Coach K added another thread to his Duke legacy in 2016 when he was selected to give the commencement address to the university’s graduating class.
Krzyzewski has co-authored a total of five books and has added the title of “best-selling author” to his already lengthy list of accomplishments.
His first venture as an author came with Duke Sports Hall of Famer Bill Brill and was entitled, “A Season is a Lifetime.” The book chronicled the Blue Devils’ 1992 national championship season.
Coach K has authored two books with Texas writer Don Phillips. The first, “Leading with the Heart,” emphasized Krzyzewski’s successful strategies for basketball, business and life. It was released in 2000 and reached the New York Times best-seller list.
He and Phillips teamed up again for “Five-Point Play,” released in the fall of 2001. The book relived Duke’s journey to the 2001 national title.
Coach K and his daughter, Jamie K. Spatola, have also authored two books together.
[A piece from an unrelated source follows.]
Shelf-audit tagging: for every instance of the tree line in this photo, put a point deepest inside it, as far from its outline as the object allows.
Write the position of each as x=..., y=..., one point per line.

The first, “Beyond Basketball: Coach K’s Keywords for Success,” was released in October 2006. Following the 2008 Olympics, the father and daughter collaborated on “The Gold Standard: Building a World-Class Team,” which featured Coach K’s guide to team building, illustrated with experiences from his three years coaching the team that would ultimately win Olympic gold.
Since 2005, Krzyzewski has hosted an hour-long radio show, “Basketball and Beyond with Coach K,” on SiriusXM. The show, which runs weekly throughout the college basketball season, features Coach K interviewing successful people from various walks of life, including sports, pop culture, politics and more.
Prior to Duke
Coach K’s disciplined, mentally tough teams can be seen as an extension of his own upbringing. Krzyzewski went to West Point and enrolled in the U.S. Military Academy to receive a quality education, play basketball and become an officer in the Army.
From 1969-74, Krzyzewski served his country, directing service teams for three years and serving a two-year stint as head coach at the U.S. Military Academy Prep School in Belvoir, Va. In 1974, he resigned from the Army having attained the rank of Captain.
When Coach K was just 26, Knight, his former coach at Army, offered him a graduate assistantship at Indiana University. That 1975 squad posted an 18-0 mark in the Big Ten and a 31-1 overall record.
Prior to his arrival at Duke in 1980, Krzyzewski spent five years building the program at his alma mater in West Point. He led the Cadets to one NIT berth, one ECAC playoff appearance and an overall record of 73-59.